The last pontiff to take the name of Benedict was Italian-born Benedict XV, who was elected pope just after the outbreak of the First World War and who led the church until 1922.
Earlier, applause and cheers had erupted in St. Peter’s Square as white smoke billowed out of a chimney atop the Sistine Chapel to signal that a pope had been chosen.
However, confusion reigned for a short period as the world waited for the bells of St. Peter’s Basilica to toll as official confirmation that a new pope had been elected.
Minutes later the bells rang out across the city, irrefutable proof that a new Bishop of Rome had been chosen.
The papal election came during the third round of voting by a thoroughly international conclave composed of cardinals from 52 different countries.
Ratzinger was not a surprise choice as Vatican experts had frequently tipped him as a frontrunner. No details of the conclave are made public, but it is thought that his candidature had been promoted by the more conservative wing of the church.
An accomplished speaker and incisive thinker, Ratzinger is considered a hardliner. He led the Vatican’s Congregation for the Doctrine of the Faith, a church body formerly known as the Inquisition, for a quarter of a century, refusing to give in to reformists who wanted him to water-down church orthodoxy.
As dean of the College of Cardinals, he not only presided over the funeral of the late Pope John Paul II but also chaired the conclave.
Many had interpreted the homily he delivered in St. Peter’s Basilica on Monday, just hours before cardinals were to sequester themselves inside the Sistine Chapel, as a sort of political manifesto and a signal that he would not be turning down the post, if elected.

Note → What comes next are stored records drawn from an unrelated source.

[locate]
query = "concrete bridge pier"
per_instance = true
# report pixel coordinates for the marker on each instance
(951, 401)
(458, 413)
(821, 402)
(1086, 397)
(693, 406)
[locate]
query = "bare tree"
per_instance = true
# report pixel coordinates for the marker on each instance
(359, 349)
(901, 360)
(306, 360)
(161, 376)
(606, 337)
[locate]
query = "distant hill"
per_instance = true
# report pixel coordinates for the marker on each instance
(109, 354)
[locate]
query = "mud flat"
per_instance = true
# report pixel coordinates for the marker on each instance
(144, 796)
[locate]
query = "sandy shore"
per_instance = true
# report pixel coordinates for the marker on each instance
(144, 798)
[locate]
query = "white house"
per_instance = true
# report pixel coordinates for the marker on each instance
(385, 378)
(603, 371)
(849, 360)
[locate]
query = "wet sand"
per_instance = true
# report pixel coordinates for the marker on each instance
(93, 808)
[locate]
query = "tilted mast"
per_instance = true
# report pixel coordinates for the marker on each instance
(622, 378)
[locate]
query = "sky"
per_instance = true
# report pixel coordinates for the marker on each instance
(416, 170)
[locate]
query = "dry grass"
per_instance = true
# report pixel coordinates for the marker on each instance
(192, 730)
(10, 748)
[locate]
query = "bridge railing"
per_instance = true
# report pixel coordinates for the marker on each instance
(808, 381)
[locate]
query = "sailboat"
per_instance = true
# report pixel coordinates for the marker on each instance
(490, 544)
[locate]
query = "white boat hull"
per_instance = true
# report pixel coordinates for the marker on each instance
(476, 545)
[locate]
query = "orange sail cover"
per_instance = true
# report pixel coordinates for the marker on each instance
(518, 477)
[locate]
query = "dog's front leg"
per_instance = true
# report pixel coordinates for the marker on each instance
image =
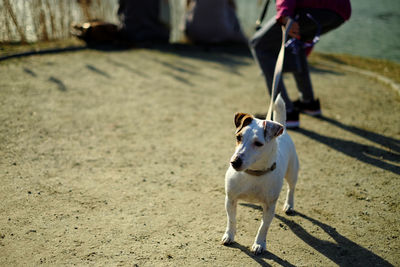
(260, 242)
(230, 206)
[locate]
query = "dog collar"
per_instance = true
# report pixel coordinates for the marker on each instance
(261, 172)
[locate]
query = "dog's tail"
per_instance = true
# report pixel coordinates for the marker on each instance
(280, 111)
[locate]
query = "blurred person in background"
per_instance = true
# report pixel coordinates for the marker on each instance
(213, 22)
(311, 18)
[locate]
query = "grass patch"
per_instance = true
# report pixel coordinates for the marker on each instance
(17, 47)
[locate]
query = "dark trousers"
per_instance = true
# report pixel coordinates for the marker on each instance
(266, 43)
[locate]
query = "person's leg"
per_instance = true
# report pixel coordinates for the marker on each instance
(265, 46)
(328, 20)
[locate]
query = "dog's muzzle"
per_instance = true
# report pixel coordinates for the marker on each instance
(236, 163)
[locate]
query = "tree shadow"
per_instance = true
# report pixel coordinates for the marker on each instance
(98, 71)
(61, 86)
(127, 67)
(344, 252)
(388, 142)
(365, 153)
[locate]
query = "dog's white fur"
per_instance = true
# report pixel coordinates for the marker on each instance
(261, 144)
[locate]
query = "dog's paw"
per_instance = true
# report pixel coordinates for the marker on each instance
(288, 209)
(258, 248)
(227, 239)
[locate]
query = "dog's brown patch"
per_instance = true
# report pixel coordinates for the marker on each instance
(242, 120)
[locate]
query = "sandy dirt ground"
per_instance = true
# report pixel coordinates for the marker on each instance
(118, 159)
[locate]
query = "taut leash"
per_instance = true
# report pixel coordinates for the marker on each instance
(279, 66)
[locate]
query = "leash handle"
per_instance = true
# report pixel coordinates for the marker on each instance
(279, 66)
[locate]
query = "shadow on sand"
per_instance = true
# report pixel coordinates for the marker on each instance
(343, 252)
(386, 159)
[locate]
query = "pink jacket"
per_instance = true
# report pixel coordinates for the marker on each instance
(288, 7)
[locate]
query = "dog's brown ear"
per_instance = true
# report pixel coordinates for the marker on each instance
(242, 120)
(272, 129)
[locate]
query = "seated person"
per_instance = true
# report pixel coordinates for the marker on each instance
(212, 22)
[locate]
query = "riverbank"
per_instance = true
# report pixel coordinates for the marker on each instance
(118, 158)
(382, 67)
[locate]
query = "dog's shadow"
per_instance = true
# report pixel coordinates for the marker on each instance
(343, 252)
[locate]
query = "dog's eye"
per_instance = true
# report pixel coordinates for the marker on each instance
(256, 143)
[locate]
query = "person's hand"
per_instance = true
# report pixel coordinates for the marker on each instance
(294, 30)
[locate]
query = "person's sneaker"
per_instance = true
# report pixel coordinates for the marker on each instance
(292, 119)
(312, 108)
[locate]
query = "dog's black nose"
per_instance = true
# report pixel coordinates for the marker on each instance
(236, 163)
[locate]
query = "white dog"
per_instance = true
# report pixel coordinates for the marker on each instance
(264, 155)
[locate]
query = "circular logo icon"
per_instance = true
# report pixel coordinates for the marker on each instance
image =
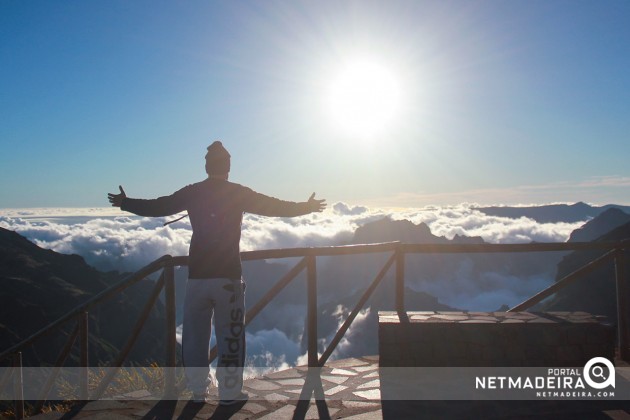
(604, 376)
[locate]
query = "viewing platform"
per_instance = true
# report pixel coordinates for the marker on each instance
(351, 390)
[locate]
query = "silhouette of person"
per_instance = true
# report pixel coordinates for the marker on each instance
(215, 285)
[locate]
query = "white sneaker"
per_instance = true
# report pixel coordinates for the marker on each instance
(199, 398)
(241, 397)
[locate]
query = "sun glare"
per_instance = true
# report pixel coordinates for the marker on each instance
(364, 99)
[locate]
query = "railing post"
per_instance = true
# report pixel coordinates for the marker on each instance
(171, 343)
(400, 280)
(311, 278)
(84, 359)
(18, 386)
(623, 317)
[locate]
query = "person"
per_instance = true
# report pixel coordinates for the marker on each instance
(215, 285)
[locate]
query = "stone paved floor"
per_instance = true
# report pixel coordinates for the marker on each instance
(344, 389)
(348, 389)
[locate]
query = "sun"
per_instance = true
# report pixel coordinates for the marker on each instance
(363, 98)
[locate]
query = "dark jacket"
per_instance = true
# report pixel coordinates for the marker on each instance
(216, 210)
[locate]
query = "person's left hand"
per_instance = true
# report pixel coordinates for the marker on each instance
(116, 199)
(316, 205)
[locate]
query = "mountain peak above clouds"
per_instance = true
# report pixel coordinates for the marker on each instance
(552, 213)
(600, 225)
(388, 230)
(39, 286)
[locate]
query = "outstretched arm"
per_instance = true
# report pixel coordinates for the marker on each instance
(270, 206)
(158, 207)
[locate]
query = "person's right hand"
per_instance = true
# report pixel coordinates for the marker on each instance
(116, 199)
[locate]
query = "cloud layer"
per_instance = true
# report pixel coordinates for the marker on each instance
(110, 240)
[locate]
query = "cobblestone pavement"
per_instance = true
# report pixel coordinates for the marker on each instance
(348, 389)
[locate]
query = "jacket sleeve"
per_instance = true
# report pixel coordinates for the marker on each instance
(157, 207)
(265, 205)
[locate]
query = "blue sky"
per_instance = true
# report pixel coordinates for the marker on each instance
(499, 101)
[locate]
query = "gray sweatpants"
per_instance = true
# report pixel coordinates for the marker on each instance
(225, 299)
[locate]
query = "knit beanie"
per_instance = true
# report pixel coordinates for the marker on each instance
(217, 159)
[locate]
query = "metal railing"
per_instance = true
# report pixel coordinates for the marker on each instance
(614, 252)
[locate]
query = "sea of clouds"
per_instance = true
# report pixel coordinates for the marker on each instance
(113, 240)
(109, 239)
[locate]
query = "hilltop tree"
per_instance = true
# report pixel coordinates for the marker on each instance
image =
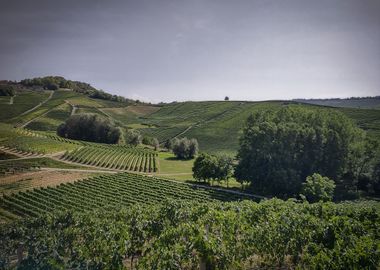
(279, 149)
(318, 188)
(89, 127)
(133, 137)
(185, 148)
(210, 167)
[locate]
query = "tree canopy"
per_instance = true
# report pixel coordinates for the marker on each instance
(89, 127)
(185, 148)
(318, 188)
(279, 149)
(209, 167)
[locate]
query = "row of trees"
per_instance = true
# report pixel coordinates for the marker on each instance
(89, 127)
(280, 149)
(183, 148)
(213, 168)
(134, 137)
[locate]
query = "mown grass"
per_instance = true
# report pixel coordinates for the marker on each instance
(52, 119)
(57, 99)
(181, 170)
(218, 125)
(24, 101)
(40, 162)
(10, 138)
(131, 114)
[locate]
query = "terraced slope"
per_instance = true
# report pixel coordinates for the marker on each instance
(115, 157)
(105, 191)
(218, 125)
(22, 102)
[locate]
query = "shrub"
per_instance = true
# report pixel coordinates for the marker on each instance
(185, 148)
(279, 149)
(318, 188)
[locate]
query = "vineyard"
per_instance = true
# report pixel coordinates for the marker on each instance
(273, 234)
(115, 157)
(105, 191)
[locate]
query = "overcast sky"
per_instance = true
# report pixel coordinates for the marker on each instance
(165, 50)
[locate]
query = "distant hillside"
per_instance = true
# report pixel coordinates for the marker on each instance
(58, 82)
(354, 102)
(217, 125)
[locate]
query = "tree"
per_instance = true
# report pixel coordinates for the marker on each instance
(204, 168)
(280, 148)
(209, 168)
(133, 137)
(155, 144)
(89, 127)
(169, 144)
(224, 169)
(318, 188)
(185, 148)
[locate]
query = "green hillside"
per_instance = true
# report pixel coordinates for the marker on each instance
(358, 103)
(216, 124)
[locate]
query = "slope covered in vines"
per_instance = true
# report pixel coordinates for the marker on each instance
(178, 235)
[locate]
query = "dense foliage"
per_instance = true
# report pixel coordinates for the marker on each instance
(279, 149)
(89, 127)
(318, 188)
(185, 148)
(107, 191)
(177, 235)
(210, 167)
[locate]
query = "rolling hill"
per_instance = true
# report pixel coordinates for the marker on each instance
(215, 124)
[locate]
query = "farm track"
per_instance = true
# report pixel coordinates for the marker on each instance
(38, 117)
(73, 107)
(20, 154)
(39, 105)
(50, 169)
(204, 121)
(11, 100)
(96, 169)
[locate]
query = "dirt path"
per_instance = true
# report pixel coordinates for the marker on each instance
(39, 105)
(95, 169)
(203, 122)
(20, 154)
(73, 107)
(38, 117)
(75, 170)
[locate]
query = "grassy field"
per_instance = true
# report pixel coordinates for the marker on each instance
(216, 124)
(23, 101)
(12, 138)
(52, 119)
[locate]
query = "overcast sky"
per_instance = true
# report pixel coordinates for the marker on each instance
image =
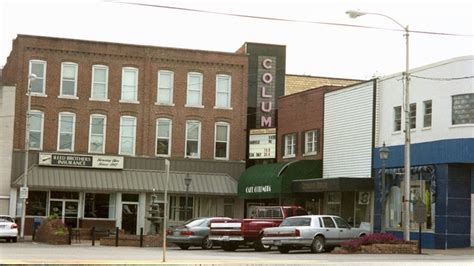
(312, 49)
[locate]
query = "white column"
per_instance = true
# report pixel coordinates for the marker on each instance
(118, 210)
(141, 212)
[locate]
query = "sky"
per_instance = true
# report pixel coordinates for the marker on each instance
(311, 48)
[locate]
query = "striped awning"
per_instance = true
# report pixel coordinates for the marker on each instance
(129, 180)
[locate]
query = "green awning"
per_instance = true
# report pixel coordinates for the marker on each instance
(265, 181)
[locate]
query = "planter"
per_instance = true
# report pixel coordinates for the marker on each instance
(51, 232)
(410, 248)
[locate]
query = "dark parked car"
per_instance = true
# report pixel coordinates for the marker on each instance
(194, 232)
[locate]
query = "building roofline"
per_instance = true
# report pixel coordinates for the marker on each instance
(128, 44)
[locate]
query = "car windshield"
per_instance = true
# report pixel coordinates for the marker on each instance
(297, 222)
(6, 219)
(196, 222)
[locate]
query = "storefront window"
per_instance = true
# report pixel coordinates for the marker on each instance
(99, 205)
(420, 190)
(36, 203)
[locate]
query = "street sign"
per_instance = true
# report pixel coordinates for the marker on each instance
(419, 212)
(23, 192)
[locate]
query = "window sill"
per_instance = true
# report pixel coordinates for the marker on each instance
(99, 100)
(223, 108)
(129, 101)
(194, 106)
(461, 125)
(33, 94)
(165, 104)
(68, 97)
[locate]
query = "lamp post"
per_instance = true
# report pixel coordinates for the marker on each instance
(187, 182)
(406, 106)
(384, 152)
(165, 215)
(24, 189)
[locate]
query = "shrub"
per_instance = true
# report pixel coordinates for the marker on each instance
(375, 238)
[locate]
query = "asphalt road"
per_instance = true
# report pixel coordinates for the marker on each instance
(84, 253)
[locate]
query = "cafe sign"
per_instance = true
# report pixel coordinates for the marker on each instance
(83, 161)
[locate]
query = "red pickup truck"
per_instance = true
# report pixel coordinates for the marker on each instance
(232, 233)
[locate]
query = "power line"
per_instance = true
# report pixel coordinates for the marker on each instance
(289, 20)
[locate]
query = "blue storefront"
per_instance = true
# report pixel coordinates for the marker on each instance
(442, 176)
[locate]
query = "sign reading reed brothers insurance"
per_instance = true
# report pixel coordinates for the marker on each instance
(76, 160)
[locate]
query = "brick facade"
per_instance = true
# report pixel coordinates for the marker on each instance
(149, 60)
(299, 113)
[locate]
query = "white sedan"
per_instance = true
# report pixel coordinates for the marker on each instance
(318, 232)
(8, 228)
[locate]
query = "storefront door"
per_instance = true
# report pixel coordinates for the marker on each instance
(129, 217)
(66, 210)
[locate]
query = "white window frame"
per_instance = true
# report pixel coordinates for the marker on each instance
(198, 140)
(76, 67)
(314, 141)
(287, 152)
(73, 133)
(135, 98)
(169, 138)
(165, 72)
(395, 119)
(427, 114)
(227, 141)
(199, 105)
(106, 83)
(229, 92)
(43, 78)
(104, 130)
(134, 135)
(41, 115)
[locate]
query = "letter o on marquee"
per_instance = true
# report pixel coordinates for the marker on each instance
(267, 78)
(267, 63)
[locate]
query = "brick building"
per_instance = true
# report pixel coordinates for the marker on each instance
(94, 103)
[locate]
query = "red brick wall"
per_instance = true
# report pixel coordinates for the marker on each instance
(148, 60)
(298, 113)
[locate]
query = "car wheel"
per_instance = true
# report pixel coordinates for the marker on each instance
(229, 246)
(183, 246)
(259, 246)
(283, 249)
(318, 244)
(207, 243)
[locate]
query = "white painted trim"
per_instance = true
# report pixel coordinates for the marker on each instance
(41, 130)
(76, 67)
(134, 135)
(171, 73)
(104, 129)
(186, 139)
(73, 131)
(200, 89)
(227, 140)
(44, 76)
(127, 69)
(106, 68)
(229, 91)
(170, 133)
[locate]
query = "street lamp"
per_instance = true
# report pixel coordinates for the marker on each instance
(384, 152)
(406, 106)
(24, 189)
(187, 182)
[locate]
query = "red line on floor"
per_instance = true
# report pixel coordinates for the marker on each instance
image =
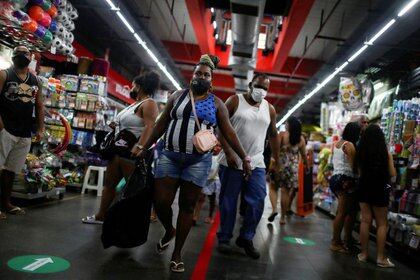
(202, 265)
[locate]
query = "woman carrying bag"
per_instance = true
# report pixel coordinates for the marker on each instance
(133, 127)
(186, 159)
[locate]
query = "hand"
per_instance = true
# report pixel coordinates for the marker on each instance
(39, 134)
(231, 161)
(137, 152)
(246, 166)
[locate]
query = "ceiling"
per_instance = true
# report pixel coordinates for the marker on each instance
(181, 30)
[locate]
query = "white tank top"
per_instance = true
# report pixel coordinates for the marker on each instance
(128, 119)
(341, 163)
(250, 124)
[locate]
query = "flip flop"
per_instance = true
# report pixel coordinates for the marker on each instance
(91, 220)
(16, 211)
(160, 248)
(361, 258)
(387, 264)
(177, 267)
(272, 217)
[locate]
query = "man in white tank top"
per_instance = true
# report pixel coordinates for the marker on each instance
(252, 117)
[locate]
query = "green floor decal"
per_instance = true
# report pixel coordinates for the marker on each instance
(38, 264)
(298, 240)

In his homily, he warned his fellow cardinals not to entrust the church to the hands of an adventurous captain.
The church, he said, must resist the “tides of trends and the latest novelties”.
“We must become mature in this adult faith, we must guide the flock of Christ to this faith,” he said.
Ratzinger is not without critics: Opponents see him as an ultra- conservative who is not inclined to reform and who sees women as mothers and divorcees as sinners.
The new pope will have to face a number of problems, including a steady decline in the number of churchgoers and priests in the world’s richest nations, growing disobedience to church teaching on matters of sex and celibacy, as well as frustration with its old-fashioned views on women.
News of Ratzinger’s election was welcomed across the world, particularly in his homeland of Germany.
German chancellor Gerhard Schroeder hailed the election as “a great honour for our entire nation” as the new pope’s Bavarian hometown of Marktl was preparing to party into the night.
In New York, United Nations Secretary General Kofi Annan described Ratzinger as a man with “a wealth of experience” sharing the UN’s goals for peace, social justice and religious freedom.
There was disappointment in Latin America, however, as many had expected the next pope to come from a continent that is home to half of the world’s 1.1 billion Catholics.
Born on 16 April 1927, Ratzinger grew up in wartime Germany and has described in autobiographical writings how he was forced to join the Hitler Youth as a schoolboy seminarian.
Late in the war he was drafted into an anti-aircraft battery.
A prolific author, he has devoted much of his life to writing, first research papers in academic theology and later Vatican documents, but has also published his memoirs. His election to the papacy, late in life, means his biography starts all over again.